If the employee is joining from another organisation, also collect their EPF UAN (Universal Account Number). The UAN stays with the employee throughout their career; you link your establishment to it, not the other way around.

Register the employee for statutory deductions

Once you have the documents, complete the statutory registrations. These are not optional.

EPF: Employees earning below the statutory wage ceiling must be enrolled under the Employees' Provident Fund. The employee contributes 12% of basic wages and you contribute a matching 12%. Some portion of your employer contribution goes to the Employees' Pension Scheme (EPS). File the joining declaration (Form 11) and generate or link the UAN within the prescribed timeline.

ESI: If your establishment is covered under the Employees' State Insurance Act and the employee's gross wages fall below the applicable threshold, they must be registered under ESI as well. Do this at joining, not after the first payroll run.

Gratuity nomination: Although gratuity only becomes payable after five years of continuous service, employees should submit a nomination form (Form F under the Payment of Gratuity Act) at the time of joining. Keep it on file.

Professional Tax: If your state levies professional tax, deduct and remit it as required from the first month of salary.

Set up TDS correctly from the start

TDS on salary is deducted under Section 192 of the Income Tax Act and deposited monthly. Getting this right from day one prevents year-end corrections.

At joining, give the employee a declaration of investment proofs or a simple form asking which tax regime they want to follow — the old regime or the new regime. Under the new regime, slabs rise up to 30%, a Section 87A rebate applies for lower incomes, and a 4% health and education cess applies on the tax amount. Employees on the old regime can claim deductions, which reduces the TDS you need to withhold.

If the employee has income from a previous employer in the same financial year, factor in their Form 16 or salary certificate so you do not under-deduct. You will file Form 24Q quarterly and issue Form 16 by the due date at year-end.

Issue the right employment documents

Onboarding is not just about collecting documents — you also need to give the employee several things in writing.

- Appointment letter: states the designation, CTC, probation period, notice period and place of work

- NDA or confidentiality agreement if relevant to the role

- HR policies acknowledgement: include your leave policy, code of conduct, POSH policy and IT/data usage policy. Under India's POSH Act, every employer with ten or more employees must constitute an Internal Complaints Committee and inform employees of it at joining

- Salary structure breakout: show how the CTC is split — basic, HRA, allowances, employer PF contribution, gratuity provision and so on.

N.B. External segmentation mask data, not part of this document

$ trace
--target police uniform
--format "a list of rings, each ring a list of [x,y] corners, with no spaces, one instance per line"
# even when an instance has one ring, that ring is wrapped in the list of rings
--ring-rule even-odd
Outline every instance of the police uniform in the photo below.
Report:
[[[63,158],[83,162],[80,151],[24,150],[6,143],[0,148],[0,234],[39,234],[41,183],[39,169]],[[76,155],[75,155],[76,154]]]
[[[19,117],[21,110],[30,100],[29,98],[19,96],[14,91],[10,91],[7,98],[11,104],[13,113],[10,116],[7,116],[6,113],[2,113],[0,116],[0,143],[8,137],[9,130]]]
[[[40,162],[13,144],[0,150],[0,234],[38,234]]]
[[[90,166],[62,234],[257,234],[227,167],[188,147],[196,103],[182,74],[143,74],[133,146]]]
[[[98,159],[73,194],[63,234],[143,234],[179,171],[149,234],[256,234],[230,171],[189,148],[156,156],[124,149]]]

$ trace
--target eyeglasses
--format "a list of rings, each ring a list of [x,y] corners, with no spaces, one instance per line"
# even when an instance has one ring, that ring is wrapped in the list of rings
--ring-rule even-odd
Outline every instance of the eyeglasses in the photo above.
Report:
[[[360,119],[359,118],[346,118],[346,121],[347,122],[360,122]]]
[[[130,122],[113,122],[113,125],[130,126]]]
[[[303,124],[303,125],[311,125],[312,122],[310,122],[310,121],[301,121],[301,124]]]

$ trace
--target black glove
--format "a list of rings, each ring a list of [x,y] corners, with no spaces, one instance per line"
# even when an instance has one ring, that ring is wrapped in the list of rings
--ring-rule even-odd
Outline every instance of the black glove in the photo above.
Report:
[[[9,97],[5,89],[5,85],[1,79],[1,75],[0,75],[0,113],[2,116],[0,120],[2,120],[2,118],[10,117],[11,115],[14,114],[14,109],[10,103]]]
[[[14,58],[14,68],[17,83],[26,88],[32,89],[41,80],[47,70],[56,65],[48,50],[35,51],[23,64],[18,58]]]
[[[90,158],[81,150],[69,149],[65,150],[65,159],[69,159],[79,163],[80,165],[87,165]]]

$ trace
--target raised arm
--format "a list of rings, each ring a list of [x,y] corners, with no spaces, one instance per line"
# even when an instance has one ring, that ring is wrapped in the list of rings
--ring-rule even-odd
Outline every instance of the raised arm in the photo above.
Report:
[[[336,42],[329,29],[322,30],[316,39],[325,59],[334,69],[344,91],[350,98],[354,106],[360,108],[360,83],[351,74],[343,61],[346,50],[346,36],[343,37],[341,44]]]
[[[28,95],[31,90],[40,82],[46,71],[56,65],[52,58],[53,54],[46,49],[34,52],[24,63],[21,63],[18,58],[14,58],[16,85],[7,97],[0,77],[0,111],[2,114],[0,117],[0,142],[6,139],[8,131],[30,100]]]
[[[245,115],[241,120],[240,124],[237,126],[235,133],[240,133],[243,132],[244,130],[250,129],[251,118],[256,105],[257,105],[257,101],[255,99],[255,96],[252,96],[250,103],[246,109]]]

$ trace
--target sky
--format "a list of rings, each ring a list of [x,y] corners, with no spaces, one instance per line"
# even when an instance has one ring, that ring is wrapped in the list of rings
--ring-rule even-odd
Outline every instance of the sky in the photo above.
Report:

This matters for the employee's own tax planning

Under the four Labour Codes that came into force in 2025, the definition of "wages" has been consolidated and affects how you compute PF, gratuity and other statutory dues. Make sure your salary structure is designed in line with the Code on Wages.

Complete the internal setup

The legal compliance is the critical path, but do not let the internal setup lag behind.

- Create the employee record in your payroll system with the correct date of joining and salary details

- Set up their email, system access and any software licences before they arrive

- Assign a buddy or reporting manager and brief them

- Add the employee to the monthly payroll cycle — confirm the cut-off date so their first salary is not delayed

- Schedule a check-in at the end of the probation period with a clear written outcome

Keep a checklist that is signed off by HR and the employee on day one. It creates a record that all steps were completed and gives the new joiner clarity about what has been done on their behalf.